In any case, haircut should be assessed in relation to the assets (of a debtor) that are available on the ground and not the claims of the creditors. This is because the market offers a value in relation to what a company brings on the table, and not what it owes to creditors, Sahoo said. The IBC maximises the value of the existing assets at the commencement of the process, not of the assets that probably existed earlier.

Where resolution has taken place, the average recovery is 190% of the liquidation value of the existing assets, “generating 90% bonus, instead of haircut,” he added. The recovery (39%) through the IBC is also much better than that via any other existing mechanism, including the Lok Adalats, DRTs and SARFAESI Act.
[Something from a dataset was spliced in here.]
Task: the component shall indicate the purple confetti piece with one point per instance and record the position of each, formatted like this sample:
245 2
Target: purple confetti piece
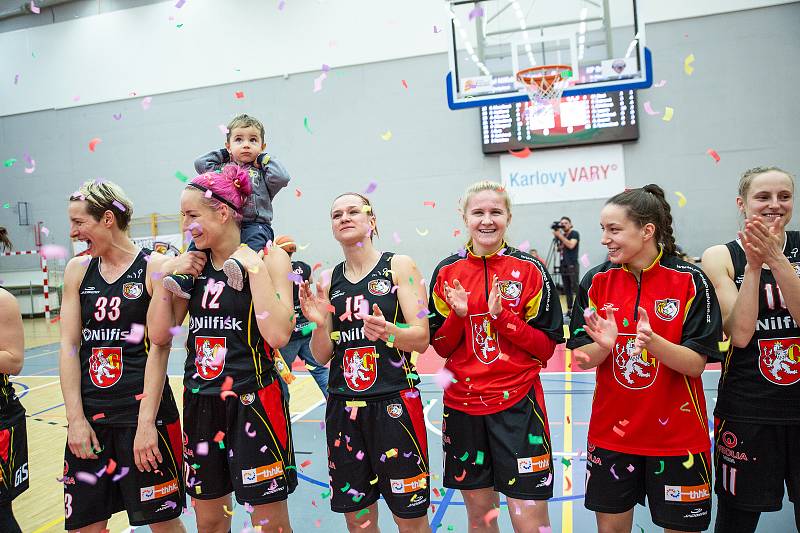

Sahoo also said only about 250 insolvency cases have been filed since the expiry of suspension on filing on March 25, contrary to fears of a surge in such applications due to the havoc wrought by the pandemic. “This is on expected lines and has been the experience internationally. The higher threshold of default of `1 crore, coupled with support and forbearances, has limited the flow of applications. More importantly, the stakeholders like to use the Code when the likelihood of resolution is high. They may be waiting for the appropriate time to invoke the Code,” Sahoo said.